No.23「知的財産に関する最近のトピックス(5)」

No.23
知的財産に関する最近のトピックス(5)~より良い特許を早く権利化できる方法~

特許を出願したら、特許庁の審査官がその内容を審査して、審査に通れば特許権として認められます。発明者として特許を出願したことのある方は、忘れた頃になって審査官からの拒絶理由通知を受け取った方も多いと思います。
 読者の皆様は、権利を取得するには、ただ審査官が審査してくれるのを待つだけと思っていませんか?

審査を早くするには?

実は、特許庁は早く権利を取得したいという要望に応える体制を取っています。特許庁のホームページを開くと、「審査を早くするには?」1)という項目があり、早期審査制度やスーパー早期審査、関連出願連携審査、面接審査等が掲載されています。
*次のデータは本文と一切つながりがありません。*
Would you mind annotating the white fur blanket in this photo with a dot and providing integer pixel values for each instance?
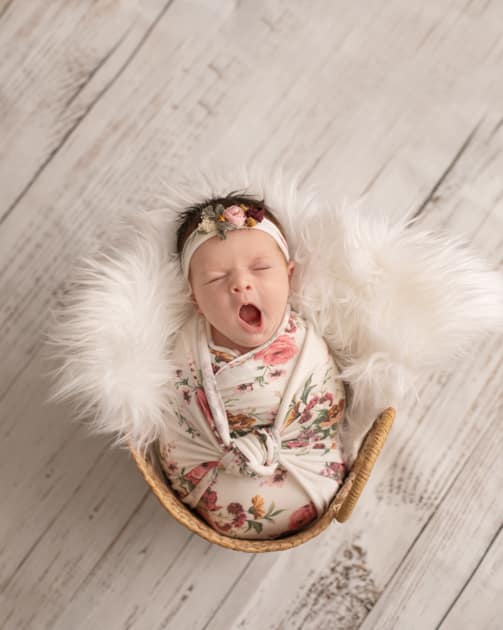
(390, 299)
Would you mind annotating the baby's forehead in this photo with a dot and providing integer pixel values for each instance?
(239, 245)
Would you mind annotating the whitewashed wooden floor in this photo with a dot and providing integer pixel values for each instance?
(400, 100)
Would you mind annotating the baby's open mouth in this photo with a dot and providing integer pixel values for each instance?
(250, 314)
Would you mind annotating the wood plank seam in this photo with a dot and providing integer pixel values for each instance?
(86, 111)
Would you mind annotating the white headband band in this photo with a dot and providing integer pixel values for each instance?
(210, 227)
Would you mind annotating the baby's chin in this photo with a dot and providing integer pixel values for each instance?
(241, 342)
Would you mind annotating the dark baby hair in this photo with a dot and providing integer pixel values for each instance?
(190, 217)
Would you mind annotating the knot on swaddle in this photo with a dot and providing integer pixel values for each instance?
(261, 448)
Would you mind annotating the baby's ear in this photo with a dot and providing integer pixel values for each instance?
(194, 302)
(290, 267)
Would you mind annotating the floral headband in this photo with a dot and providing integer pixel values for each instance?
(217, 221)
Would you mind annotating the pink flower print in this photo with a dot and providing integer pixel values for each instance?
(296, 443)
(197, 473)
(327, 397)
(314, 401)
(239, 514)
(235, 215)
(305, 417)
(280, 351)
(256, 213)
(276, 373)
(302, 516)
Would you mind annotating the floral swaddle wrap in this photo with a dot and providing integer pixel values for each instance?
(252, 444)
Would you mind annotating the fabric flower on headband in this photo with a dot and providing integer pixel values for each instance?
(221, 220)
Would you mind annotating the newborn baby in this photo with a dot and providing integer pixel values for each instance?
(252, 444)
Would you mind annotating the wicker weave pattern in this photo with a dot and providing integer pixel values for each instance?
(340, 508)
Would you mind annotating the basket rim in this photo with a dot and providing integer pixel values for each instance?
(343, 502)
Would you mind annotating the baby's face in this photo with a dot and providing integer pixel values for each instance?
(241, 286)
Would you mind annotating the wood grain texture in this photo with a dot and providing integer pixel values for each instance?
(399, 102)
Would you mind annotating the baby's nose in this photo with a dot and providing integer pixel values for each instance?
(240, 284)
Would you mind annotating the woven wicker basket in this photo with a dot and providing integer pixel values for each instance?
(340, 508)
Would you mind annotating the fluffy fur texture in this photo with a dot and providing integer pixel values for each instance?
(390, 299)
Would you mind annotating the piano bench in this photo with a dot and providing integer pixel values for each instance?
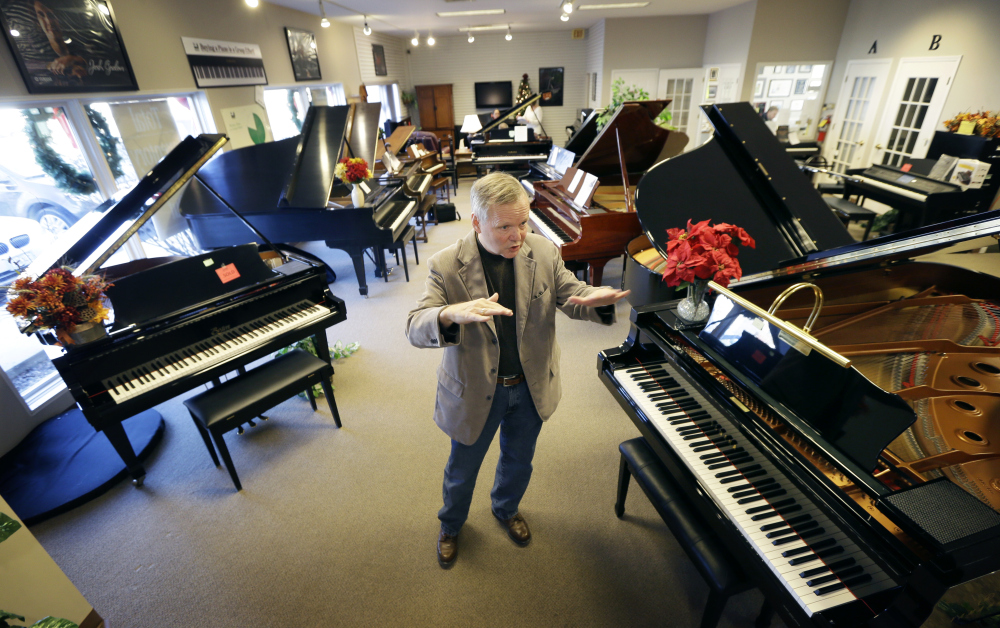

外国出願をしたかその発明を実施中(2年以内の実施予定も含む)の案件であれば、出願審査請求をして早期審査の申請書を提出すると、数ヵ月の内に審査官の判断がきます(外国出願済みかつ実施中であれば、スーパー早期審査の申請が可能になります)。

より良い権利を取得するには?

審査官から拒絶理由通知を受け取った際に、当の審査官と面接するのも有効な手段です。書類上だけでは把握し難い審査官の意図が正確につかめる場合もありますし、審査官に誤解がある場合や背景技術に詳しくない場合でも直接説明して理解してもらうこともできます。発明者が直接審査官と話すこともあります。
 また、関連出願連携審査では、互いに技術的に密接に関連した一群の出願について、審査官に技術説明等を行って一括した審査をしてもらえます。書類上だけではなく、実際の物やプロセスを見せることも可能です。

外国出願との関連は?

外国出願との関連で、特許審査ハイウェイ(PPH)や優先権基礎出願の早期審査着手(JP-FIRST)などの施策もつぎつぎと打ち出しています(No.19「知的財産に関する最近のトピックス(1)」参照)。最近新たにPCT-PPHも開始しました(PCTは特許協力条約)。PCTの国際調査報告を有効に使用しようというものです。特許庁には外国との重複した調査を避けて負荷軽減することにメリットがあるのですが、外国の審査より遅くならないようにするため、国内でも早期に権利を取得できます。

知財担当者は適切な方法を考えています

知財の出願・権利化担当者は、上記のような制度改正に目を光らせています。特に重要案件では最適かつ効率的な権利取得方法を、案件毎に考えながら進めています。
1)http://www.jpo.go.jp/cgi/link.cgi?url=/sesaku/sinsa00.htm
(上記ページは現在Not Foundになります。